Thed GOP also pushed through an additional $1.8 million to help finance a different committee's long-running investigation into alleged campaign finance irregularities.
Democratic Rep. Steny Hoyer of Maryland protested that the new funding was part of a "coordinated effort to harass ... to really undermine the ability of the White House to do the business expected of it."
Illinois Rep. Henry Hyde, who would oversee any impeachment investigation, said earlier in the day that Democrats were resorting to "raw partisan politics," in an attempt to create "an adversarial aura" where none existed.
Some Democrats said it wasn't the chairman of the Judiciary Committee they were worried about, but Speaker Newt Gingrich, who has taken a prominent role in the behind-the-scenes GOP planning for any impeachment inquiry.
"At this point we're more concerned about Dr. Jekyll" than Hyde, quipped Rep.
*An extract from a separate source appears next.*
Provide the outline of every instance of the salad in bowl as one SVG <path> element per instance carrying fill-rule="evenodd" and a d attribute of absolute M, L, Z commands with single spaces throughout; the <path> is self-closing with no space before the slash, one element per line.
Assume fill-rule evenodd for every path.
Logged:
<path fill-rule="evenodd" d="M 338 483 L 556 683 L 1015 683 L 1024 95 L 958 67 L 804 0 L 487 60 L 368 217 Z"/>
Barney Frank, D-Mass.
Democratic sources, speaking on condition of anonymity, said Gingrich had spoken two or three times within the past several days with Democratic leader Dick Gephardt about congressional business without broaching the subject of impeachment planning.
The infighting erupted as lawmakers acknowledged they have no firm information on when or whether Starr will submit a report to Congress citing evidence of impeachable offenses by Clinton.
The political calculation was equally uncertain.
Clinton remains high in the public opinion polls, despite a two-month battering over alleged improper sexual conduct, and most Republicans have been reluctant to attack him.
One GOP pollster, Frank Luntz, stood outside a closed-door meeting of the GOP rank and file during the day to hand departing lawmakers a memo suggesting a change in tactics.
"The season of silence must end," advised the memo, although it also said there could be a political backlash on lawmakers who choose to speak out.
Luntz suggested that Republicans begin to publicly ask questions such as "what message is Bill Clinton sending to America?" and "what example is Bill Clinton setting for our children?"
At the same time, he advised Republicans: "Do not talk about 'resignation' or 'impeachment.' Do not even mention those words, at least not until after Judge Starr has made his report."